Around the house are copses and thickets, and outside them the woods, in all of which have played five or six generations of children, some of them Bractons, some of them named De Violaine. Also, in the dead and gone days that Time has powdered for ever with its dust, these children have grown up and intermarried in the old church near by, the living of which has been held perpetually for over a hundred and fifty years by De Violaines, all of whom are descended from a French refugee officer who settled here. It must be, therefore--since that refugee would never have taken any but one woman for his wife--that, at last, Radegonde de Valorme was enabled to forget the sufferings of him who died at the galleys for his religion's sake, to reconcile herself to seeing Sylvia wedded to the Englishman who came once into her life and troubled her thoughts; that she was contented to eventually make happy the gallant soldier who had loved her so long.

There is one little copse to which those children of different generations have always loved to resort, and, after playing, to sit there and talk of its associations with old days--a little copse of nut-trees and red may, in which they find the earliest white violets and where, they say, the robins always build their nests and the nightingales love to sit and sing on summer nights. Yet, as they tell their little stories to each other and weave not only fancies of the past, but, it may be, of the future as well, their eyes rest upon a great stone slab that lies along the ground embedded in grass and overgrown with moss--moss that, however, many tiny hands have often scraped and brushed away so that they might once more read the two words cut into that stone by some old graver of bygone days--the words, "La Rose."

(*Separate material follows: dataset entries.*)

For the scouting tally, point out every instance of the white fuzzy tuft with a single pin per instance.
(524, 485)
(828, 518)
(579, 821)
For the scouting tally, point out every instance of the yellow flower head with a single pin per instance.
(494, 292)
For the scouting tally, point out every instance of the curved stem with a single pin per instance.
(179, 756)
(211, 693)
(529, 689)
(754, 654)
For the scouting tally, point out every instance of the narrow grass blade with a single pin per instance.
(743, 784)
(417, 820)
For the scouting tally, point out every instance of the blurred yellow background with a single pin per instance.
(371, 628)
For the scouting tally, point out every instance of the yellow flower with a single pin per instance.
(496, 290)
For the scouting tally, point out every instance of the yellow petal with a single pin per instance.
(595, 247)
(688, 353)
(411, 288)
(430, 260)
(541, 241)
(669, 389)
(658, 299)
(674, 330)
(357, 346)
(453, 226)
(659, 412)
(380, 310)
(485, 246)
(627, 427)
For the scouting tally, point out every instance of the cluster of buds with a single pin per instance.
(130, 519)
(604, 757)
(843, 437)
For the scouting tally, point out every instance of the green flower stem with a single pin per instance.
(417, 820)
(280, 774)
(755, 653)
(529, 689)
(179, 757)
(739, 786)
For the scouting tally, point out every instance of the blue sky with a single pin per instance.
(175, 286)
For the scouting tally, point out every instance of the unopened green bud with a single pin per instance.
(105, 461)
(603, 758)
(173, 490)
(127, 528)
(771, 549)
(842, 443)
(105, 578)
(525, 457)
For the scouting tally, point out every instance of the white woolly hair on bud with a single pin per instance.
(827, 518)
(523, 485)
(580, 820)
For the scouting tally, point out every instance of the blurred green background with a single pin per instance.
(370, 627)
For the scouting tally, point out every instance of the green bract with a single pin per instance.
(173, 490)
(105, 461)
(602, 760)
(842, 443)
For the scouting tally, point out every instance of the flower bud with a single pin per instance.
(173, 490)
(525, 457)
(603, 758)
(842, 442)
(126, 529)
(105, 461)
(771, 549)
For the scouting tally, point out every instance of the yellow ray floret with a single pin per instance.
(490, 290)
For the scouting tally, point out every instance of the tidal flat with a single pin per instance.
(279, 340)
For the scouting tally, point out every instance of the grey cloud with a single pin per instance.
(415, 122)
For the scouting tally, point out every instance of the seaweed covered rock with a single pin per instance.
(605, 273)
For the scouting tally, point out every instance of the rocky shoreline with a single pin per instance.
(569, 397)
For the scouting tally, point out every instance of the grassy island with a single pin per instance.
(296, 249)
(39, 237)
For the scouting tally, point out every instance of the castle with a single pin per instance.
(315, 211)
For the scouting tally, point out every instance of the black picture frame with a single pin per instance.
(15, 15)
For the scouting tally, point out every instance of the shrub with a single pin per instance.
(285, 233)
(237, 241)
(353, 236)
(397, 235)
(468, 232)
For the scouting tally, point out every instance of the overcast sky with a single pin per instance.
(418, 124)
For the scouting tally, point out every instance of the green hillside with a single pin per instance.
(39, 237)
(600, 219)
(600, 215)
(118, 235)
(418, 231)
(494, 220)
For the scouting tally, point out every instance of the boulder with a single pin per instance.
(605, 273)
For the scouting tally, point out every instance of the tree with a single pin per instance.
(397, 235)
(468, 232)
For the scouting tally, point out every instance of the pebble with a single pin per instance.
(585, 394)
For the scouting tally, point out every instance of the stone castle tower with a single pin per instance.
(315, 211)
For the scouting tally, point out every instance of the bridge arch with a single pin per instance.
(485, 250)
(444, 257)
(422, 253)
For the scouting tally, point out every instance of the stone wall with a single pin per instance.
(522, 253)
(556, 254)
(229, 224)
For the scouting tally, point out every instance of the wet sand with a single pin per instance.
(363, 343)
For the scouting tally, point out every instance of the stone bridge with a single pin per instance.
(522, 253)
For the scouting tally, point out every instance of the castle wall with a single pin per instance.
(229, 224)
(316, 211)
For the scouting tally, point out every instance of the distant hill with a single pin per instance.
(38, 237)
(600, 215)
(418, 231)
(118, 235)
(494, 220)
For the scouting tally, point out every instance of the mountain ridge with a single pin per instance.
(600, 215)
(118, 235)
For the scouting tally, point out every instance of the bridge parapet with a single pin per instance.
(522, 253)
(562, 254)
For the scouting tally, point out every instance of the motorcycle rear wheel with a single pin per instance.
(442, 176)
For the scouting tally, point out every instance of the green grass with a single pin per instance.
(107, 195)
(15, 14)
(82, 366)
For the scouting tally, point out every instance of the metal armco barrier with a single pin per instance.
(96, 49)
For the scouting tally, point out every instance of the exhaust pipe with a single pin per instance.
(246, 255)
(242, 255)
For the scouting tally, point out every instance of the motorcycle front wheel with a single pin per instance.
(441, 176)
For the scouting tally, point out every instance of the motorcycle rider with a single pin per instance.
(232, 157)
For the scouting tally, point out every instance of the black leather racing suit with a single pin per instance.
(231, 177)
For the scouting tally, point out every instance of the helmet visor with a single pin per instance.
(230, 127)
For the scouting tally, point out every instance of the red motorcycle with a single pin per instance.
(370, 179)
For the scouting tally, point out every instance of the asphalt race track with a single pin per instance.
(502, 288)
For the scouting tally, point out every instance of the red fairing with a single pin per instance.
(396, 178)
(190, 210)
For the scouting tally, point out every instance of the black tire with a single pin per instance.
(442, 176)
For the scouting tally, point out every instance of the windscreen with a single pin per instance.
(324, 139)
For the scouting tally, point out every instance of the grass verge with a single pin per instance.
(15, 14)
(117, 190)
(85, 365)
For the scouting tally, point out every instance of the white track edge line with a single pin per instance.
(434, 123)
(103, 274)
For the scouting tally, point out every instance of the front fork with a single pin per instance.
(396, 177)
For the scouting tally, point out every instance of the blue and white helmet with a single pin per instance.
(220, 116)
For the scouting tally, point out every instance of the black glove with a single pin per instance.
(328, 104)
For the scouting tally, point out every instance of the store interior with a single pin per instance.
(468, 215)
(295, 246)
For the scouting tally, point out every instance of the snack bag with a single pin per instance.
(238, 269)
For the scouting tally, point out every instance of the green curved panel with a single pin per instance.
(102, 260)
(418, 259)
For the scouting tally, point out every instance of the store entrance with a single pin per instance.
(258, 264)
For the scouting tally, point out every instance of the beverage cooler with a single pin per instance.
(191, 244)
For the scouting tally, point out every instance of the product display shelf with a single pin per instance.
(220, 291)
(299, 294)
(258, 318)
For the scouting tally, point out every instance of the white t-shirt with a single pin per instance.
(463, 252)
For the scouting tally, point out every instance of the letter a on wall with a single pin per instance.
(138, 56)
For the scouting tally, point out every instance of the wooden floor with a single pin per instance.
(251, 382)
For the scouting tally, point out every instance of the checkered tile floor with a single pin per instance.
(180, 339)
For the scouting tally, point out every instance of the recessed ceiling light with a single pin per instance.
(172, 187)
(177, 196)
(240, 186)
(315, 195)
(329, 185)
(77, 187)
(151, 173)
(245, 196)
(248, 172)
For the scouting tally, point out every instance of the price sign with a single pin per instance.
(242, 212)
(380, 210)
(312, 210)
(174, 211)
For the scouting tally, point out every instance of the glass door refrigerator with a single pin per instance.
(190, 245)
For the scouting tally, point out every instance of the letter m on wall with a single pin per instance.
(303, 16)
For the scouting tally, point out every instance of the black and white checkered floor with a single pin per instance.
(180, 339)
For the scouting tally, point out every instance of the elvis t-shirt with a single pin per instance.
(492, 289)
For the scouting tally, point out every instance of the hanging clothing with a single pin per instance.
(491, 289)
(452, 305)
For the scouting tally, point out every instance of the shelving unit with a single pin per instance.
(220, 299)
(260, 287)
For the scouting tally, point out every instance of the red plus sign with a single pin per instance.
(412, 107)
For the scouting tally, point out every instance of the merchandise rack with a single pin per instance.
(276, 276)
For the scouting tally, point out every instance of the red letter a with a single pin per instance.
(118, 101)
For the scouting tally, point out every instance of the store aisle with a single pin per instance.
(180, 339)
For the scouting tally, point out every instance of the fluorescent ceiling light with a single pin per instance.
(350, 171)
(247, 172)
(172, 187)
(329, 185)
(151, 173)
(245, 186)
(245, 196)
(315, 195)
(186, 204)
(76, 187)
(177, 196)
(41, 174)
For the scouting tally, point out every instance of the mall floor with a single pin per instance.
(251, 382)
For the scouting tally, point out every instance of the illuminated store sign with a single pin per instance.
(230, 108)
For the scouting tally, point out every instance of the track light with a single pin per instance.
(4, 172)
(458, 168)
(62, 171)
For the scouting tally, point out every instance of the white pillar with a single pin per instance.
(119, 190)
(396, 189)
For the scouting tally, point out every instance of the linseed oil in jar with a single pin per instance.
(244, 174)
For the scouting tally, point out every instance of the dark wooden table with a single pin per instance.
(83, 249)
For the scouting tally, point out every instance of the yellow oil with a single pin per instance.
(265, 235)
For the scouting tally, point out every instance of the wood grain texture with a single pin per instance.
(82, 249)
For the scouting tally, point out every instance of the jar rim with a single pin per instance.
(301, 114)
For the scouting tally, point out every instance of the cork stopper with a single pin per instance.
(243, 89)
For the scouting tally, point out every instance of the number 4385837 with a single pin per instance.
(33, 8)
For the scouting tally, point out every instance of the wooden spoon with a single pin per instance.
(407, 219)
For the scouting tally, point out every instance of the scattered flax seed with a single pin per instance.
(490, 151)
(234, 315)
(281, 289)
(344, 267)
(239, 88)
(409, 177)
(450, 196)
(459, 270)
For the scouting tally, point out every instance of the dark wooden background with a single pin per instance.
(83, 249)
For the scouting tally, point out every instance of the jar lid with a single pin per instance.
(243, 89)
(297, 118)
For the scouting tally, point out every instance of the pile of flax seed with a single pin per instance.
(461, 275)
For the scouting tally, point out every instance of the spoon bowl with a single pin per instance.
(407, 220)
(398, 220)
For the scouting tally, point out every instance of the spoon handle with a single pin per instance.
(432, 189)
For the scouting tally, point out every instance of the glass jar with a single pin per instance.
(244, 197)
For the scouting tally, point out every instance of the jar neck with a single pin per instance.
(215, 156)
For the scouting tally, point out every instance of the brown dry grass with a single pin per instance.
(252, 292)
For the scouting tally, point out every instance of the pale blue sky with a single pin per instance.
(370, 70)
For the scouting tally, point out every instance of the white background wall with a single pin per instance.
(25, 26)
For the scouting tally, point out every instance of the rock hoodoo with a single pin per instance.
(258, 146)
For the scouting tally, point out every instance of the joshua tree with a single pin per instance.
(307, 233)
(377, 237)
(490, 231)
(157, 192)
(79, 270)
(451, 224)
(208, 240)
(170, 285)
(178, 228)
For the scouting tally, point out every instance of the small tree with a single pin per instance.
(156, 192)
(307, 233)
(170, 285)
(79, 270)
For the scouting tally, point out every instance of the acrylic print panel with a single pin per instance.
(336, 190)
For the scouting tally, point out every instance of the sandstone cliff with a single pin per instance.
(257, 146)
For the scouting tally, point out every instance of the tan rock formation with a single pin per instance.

Footnote 1: The pistole at this period was worth £3 6s. 6d.

Footnote 2: Brantôme, who lived shortly after Charles V.'s time, says all the other monarchs called him this because he never kept a treaty, and cheated everybody.

Footnote 3: Now the 1st (Royal) Dragoons.

Footnote 4: The Mousquetaires Noirs and Gris were thus described from the colour of their horses. They were the corps d'élite of France. The one had been established by Louis XIV., the other by Mazarin.